We in Ireland, like others in the developed world, may be tempted to view this as someone else’s hardship. That is short-sighted. Economic distress does not stay politely at home. It travels, in the form of migration pressures, political instability and supply disruptions that eventually land on our own shores.
This does not feel like a passing storm, but a change in climate. The danger is not one sharp crisis, but a steady pattern of shocks that the world is less and less able to absorb.
If that feeling proves correct, the consequences will shape politics far more than any single conflict.
Enda Cullen, Tullysaran, Armagh
It is wrong to blame liberal ideas for deterioration of Irish societal cohesion
I believe David W Higgins is incorrect to think that ‘There was more to the fuel protests than diesel prices – liberalism had gone too far’ (Irish Independent, April 21). The problem is not liberalism, but the rise of the extreme right.
Thomas Garvey, Claremorris, Co Mayo
MAGA die-hards must do something to put an end to Trumpian over-reach
President Donald Trump’s erratic behaviour over the last few weeks has, in my view, rendered him unfit for office.
That appears obvious to House Democrats, who are petitioning to remove him under the 25th amendment. They won’t succeed – no one has ever achieved such a removal – but all this raises an even bigger question for me: how long are those around Trump prepared to stand by and do nothing?
John O’Brien, Clonmel, Co Tipperary
Cruel online trolling says more about perpetrators than about those it targets
I was saddened to read about the email described in Tanya Sweeney’s column (‘Here’s what I want to say to Dan, the man who emailed to call me “Bosco’s fat love child” and talk about my “chubby cankles”’, April 20), and how it managed to throw her day off course.
It’s remarkable how a few careless words from a stranger can shake one’s focus from what really matters.
Something struck me about the way “Dan” sent his message.
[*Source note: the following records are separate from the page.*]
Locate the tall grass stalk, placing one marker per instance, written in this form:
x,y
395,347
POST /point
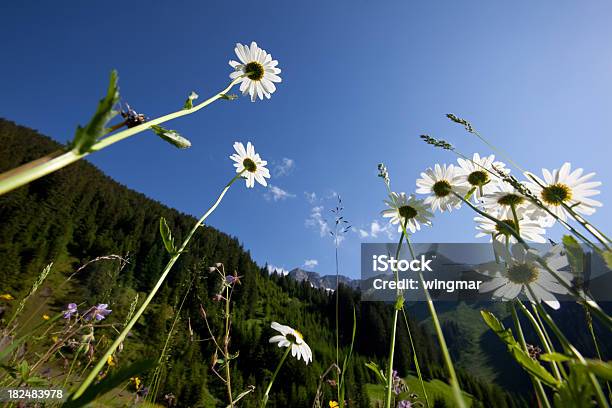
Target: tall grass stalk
x,y
36,169
385,176
39,281
98,367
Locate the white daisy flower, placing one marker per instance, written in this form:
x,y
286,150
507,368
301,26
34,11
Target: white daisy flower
x,y
475,173
499,203
440,182
520,272
529,230
289,337
257,69
252,165
564,186
407,210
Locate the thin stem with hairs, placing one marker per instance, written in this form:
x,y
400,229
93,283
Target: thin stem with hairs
x,y
98,367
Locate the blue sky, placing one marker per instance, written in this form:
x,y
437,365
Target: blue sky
x,y
361,81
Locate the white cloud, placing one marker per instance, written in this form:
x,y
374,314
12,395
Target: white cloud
x,y
277,269
311,197
315,220
285,167
376,229
276,193
310,263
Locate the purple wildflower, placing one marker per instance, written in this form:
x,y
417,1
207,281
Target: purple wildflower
x,y
232,279
98,312
72,310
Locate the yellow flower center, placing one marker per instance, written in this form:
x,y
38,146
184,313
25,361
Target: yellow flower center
x,y
478,178
502,229
254,71
294,336
511,199
555,194
441,188
407,212
249,165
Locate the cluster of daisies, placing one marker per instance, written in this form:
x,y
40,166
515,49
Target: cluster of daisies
x,y
484,183
479,181
256,72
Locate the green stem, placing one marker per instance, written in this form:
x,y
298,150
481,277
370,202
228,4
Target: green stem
x,y
264,400
591,304
94,372
441,340
568,347
29,172
540,331
415,358
338,323
389,390
228,378
600,236
537,384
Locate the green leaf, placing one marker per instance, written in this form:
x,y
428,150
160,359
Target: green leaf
x,y
533,367
557,357
85,137
602,369
575,392
607,255
189,102
243,394
379,374
14,344
399,302
504,334
167,237
171,136
114,380
575,255
520,355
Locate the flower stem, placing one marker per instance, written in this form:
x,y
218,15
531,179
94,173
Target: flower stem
x,y
416,360
394,328
537,384
36,169
541,332
568,347
264,400
226,356
94,372
457,395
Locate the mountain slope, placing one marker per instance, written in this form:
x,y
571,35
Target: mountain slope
x,y
78,214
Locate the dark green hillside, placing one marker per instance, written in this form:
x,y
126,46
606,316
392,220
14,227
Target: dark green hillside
x,y
78,214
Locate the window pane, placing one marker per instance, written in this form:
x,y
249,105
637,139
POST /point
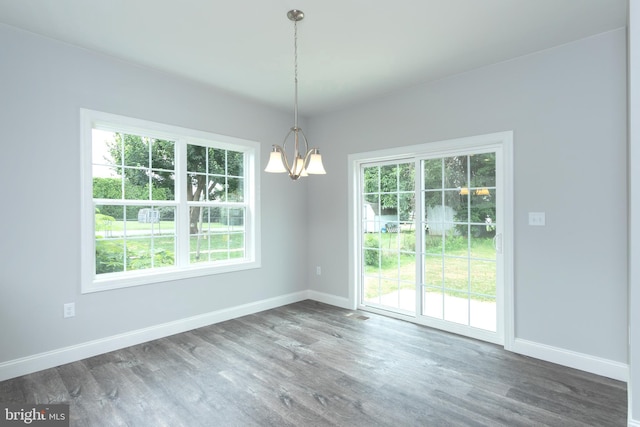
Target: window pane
x,y
389,179
163,154
483,170
455,172
109,256
432,174
163,185
197,191
219,235
217,161
372,179
106,187
136,150
197,156
483,279
235,189
235,163
407,178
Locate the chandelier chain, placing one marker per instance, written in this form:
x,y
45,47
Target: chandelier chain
x,y
295,72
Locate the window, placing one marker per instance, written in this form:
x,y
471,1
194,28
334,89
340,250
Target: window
x,y
164,203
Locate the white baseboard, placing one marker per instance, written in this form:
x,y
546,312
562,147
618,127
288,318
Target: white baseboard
x,y
584,362
329,299
37,362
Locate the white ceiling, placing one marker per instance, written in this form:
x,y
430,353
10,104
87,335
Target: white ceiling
x,y
349,50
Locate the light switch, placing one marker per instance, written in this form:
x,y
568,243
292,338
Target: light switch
x,y
536,218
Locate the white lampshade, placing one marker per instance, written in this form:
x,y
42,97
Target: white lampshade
x,y
298,167
315,164
275,164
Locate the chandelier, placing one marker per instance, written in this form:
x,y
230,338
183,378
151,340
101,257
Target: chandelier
x,y
305,162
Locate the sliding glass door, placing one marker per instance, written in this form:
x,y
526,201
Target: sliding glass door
x,y
430,240
458,254
388,236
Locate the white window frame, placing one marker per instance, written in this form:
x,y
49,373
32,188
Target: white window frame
x,y
90,282
506,324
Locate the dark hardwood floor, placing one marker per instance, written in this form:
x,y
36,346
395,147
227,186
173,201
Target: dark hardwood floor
x,y
310,364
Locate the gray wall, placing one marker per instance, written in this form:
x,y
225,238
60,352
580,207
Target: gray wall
x,y
634,212
567,108
43,84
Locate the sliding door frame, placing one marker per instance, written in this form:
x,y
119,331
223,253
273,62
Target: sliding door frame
x,y
503,140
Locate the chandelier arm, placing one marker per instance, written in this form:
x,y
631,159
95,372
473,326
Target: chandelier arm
x,y
283,153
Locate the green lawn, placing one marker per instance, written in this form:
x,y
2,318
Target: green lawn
x,y
144,251
452,266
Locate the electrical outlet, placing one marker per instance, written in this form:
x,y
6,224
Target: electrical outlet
x,y
537,219
70,309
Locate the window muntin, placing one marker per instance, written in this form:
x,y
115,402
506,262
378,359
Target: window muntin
x,y
161,202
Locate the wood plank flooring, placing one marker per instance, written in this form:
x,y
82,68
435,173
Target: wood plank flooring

As Sweeney notes, “to write publicly is to invite response”, yet by withholding his full name and sending the email privately, he didn’t seem to want an honest exchange. It felt like he wanted to wound quietly and without consequence.
Like Sweeney and so many others, I know how it feels to have attention steered away from what you want to say just because of how you look. Sometimes it helps to remember these comments reflect the sender far more than the recipient.
As Theodore Roosevelt said: “It is not the critic who counts … the credit belongs to the one who is actually in the arena.”
I hope columns like Sweeney’s continue to focus on the stories, ideas and humanity that matter most, far more than the critics in the shadows.
Barbara Clancy, Stillorgan, Co Dublin
Ignoring Fianna Fáil and Fine Gael history is clear case of selective blindness
Fionnán Sheahan has another predictable hop off Sinn Féin over the fuel protests (‘McDonald’s courting of Official Ireland comes to an end in fuel protests support’, April 20).
Just to be clear, I wouldn’t vote for them. I did, but their policies seem to change with whatever way the wind is blowing.
But I take issue with his cheap shot that, “30 years earlier, the republican movement was bombing the City of London”. I walked down Talbot Street in May, 1974, just before Dublin city centre was bombed. That’s 22 years before what Sheahan referred to.
It is a murky picture. Which is worse, suspected British collusion in the biggest atrocity on this island since partition, or republican bombing of a London financial centre?
Of course, both were abhorrent, but if Sheahan is going to be fair, then he might also hold Fine Gael responsible for Ballyseedy and the execution of Erskine Childers, and Fianna Fáil responsible for starting a civil war.
When can Sinn Féin hope to be admitted to the sanctuary of purity in which the civil war parties now dwell?